The rest of the first half was all Liverpool: a goal rightfully ruled out when the ball crossed the byline before Downing (also probably offside) found Johnson for a tap-in, Suarez setting up both Shelvey and Suso as well as shooting wildly wide of the near post with two players in better positions, and ex-Liverpool keeper Padelli wonderfully denying a Suarez bicycle attempt with the last kick of the half.

Knowing Liverpool, going into the interval having failed to take those chances prompted fears of an equalizer, whether against the run of play or with Udinese taking control in the second half. As in the previous meeting – where Liverpool also led 1-0 at halftime – Guidolin made halftime changes, bringing on center-back Benatia for holding midfielder Pinzi, both players recently back from injury. But then change didn't have the dramatic effect present in the last meeting, and Udinese kept playing four at the back, shifting second striker Fabbrini out wide and using Danilo as the holding midfielder, more a 4-1-4-1 than the first half's 4-2-3-1.

For 25 minutes, Liverpool remained the better side. Suso missed an excellent chance, while Padelli made smart saves on Henderson and Suarez shots; no one could have guessed that an ex-Liverpool keeper would prove hard to beat.

But having failed to get that needed second, Liverpool spent the final 20 minutes retreating, trying to keep possession but with no threat, hoping to prevent yet another unfortunate concession. Even after an incredibly card-happy referee showed Pasquale a second yellow with 10 minutes to play, although the sending off unsurprisingly restrained Udinese's efforts at a comeback. Still, Liverpool were never safe and increasingly nervous, and a laughable move in injury time ended with Di Natale blazing narrowly over with the last kick of the game after easily getting behind Carragher.

But for all the complaints, there really aren't that many complaints. Liverpool's defense was outstanding – except until that final frightening moment – the highlight of the match despite Udinese's lack of threat. The away side also coped admirably with an early setback, with Şahin forced off after 10 minutes due to what looked like a broken nose, replaced by Shelvey and with Allen assuming Şahin's role as the deepest midfielder. The Welshman proceeded to make four tackles and six interceptions, completing 90 of his 96 passes, and committing just one foul – even if he picked up a yellow for it. After some worrying signs of fatigue over the last six weeks, he was back to his best today. At the same time, Henderson had his best match of the season, not just for his first goal since May, but also for his constant running and closing down in midfield. Liverpool attempted exactly 1350 passes over these two matches against Udinese (to Udinese's 585), and it's no coincidence that the midfield was Henderson-Shelvey-Allen in both matches.

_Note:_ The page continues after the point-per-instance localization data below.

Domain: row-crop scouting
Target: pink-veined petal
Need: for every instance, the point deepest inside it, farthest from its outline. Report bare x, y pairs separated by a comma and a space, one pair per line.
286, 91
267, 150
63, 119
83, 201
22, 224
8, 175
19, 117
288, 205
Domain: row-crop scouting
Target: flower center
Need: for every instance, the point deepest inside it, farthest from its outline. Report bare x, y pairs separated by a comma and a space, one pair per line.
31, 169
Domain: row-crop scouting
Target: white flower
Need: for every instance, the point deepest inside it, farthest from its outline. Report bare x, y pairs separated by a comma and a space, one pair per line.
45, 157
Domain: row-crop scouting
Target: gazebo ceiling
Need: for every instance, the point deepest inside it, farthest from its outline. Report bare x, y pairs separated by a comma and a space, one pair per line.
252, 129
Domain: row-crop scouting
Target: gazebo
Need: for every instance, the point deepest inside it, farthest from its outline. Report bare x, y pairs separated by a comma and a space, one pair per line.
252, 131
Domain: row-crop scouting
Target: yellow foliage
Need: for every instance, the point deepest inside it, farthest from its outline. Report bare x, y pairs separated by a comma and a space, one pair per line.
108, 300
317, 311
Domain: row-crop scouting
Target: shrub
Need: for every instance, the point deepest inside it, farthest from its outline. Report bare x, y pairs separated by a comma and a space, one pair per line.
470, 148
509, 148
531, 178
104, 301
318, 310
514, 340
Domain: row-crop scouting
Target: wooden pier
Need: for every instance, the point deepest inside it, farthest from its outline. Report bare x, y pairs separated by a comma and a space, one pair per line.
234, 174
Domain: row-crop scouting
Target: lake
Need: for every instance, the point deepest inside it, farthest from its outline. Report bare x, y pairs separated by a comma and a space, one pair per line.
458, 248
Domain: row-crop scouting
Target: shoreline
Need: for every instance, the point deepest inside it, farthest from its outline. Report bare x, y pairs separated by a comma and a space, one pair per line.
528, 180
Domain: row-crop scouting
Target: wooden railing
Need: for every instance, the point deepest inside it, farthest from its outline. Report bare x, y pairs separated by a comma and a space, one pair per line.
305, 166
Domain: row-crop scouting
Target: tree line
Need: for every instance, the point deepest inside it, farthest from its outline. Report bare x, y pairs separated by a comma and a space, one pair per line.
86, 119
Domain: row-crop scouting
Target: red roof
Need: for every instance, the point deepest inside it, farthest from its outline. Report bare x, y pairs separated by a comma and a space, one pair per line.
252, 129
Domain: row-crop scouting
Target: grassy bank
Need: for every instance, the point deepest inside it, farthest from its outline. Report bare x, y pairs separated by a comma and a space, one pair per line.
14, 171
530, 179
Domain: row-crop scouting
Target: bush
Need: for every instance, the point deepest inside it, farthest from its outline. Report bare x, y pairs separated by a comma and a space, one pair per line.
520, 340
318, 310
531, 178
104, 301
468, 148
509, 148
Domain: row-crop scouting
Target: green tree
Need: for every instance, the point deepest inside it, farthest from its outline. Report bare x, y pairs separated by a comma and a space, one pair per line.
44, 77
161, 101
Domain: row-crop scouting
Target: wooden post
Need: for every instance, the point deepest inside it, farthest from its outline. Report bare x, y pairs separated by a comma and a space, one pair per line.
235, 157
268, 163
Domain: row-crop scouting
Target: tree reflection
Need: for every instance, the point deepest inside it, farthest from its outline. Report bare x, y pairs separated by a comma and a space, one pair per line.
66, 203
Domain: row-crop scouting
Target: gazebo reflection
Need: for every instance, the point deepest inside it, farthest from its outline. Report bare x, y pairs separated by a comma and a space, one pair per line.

Not counting the qualifying rounds, Liverpool had won just two away matches out of 11 in the Europa League since dropping down into this competition in 2010 – against Unirea Urziceni (a club that no longer exists) that season and against Young Boys three months ago – drawing four and losing five. Liverpool couldn't lose today no matter what, while Young Boys' result ensured that Liverpool couldn't draw either. Despite the presence of more senior players than we're used to in this competition, it was still something of an unfamiliar side; Reina, Johnson, Skrtel, Enrique, Allen, and Suarez are usual starters, but Suso, Şahin, Carragher, Downing and Henderson aren't. The defense, midfield, and attack all had changes to what we're used to, but all did enough to secure the victory.

Despite the multiple disappointments in the group stage – specifically against this opposition and Young Boys at Anfield – despite using mostly second-string players in this competition, Liverpool actually top the group. You're not allowed to complain after that.

There is country protection in the next round, meaning Liverpool can't face Chelsea, Newcastle, or Tottenham (if they qualify), while topping the group should ensure Liverpool are seeded for the upcoming draw. Had you offered me that back in September, I'd have bitten your hand off.

1 comment :

Anonymous said...

Henderson reminds one of the hate and criticism Lucas used to get. This kid has too much potential to be cast aside, and he is coming along steadily.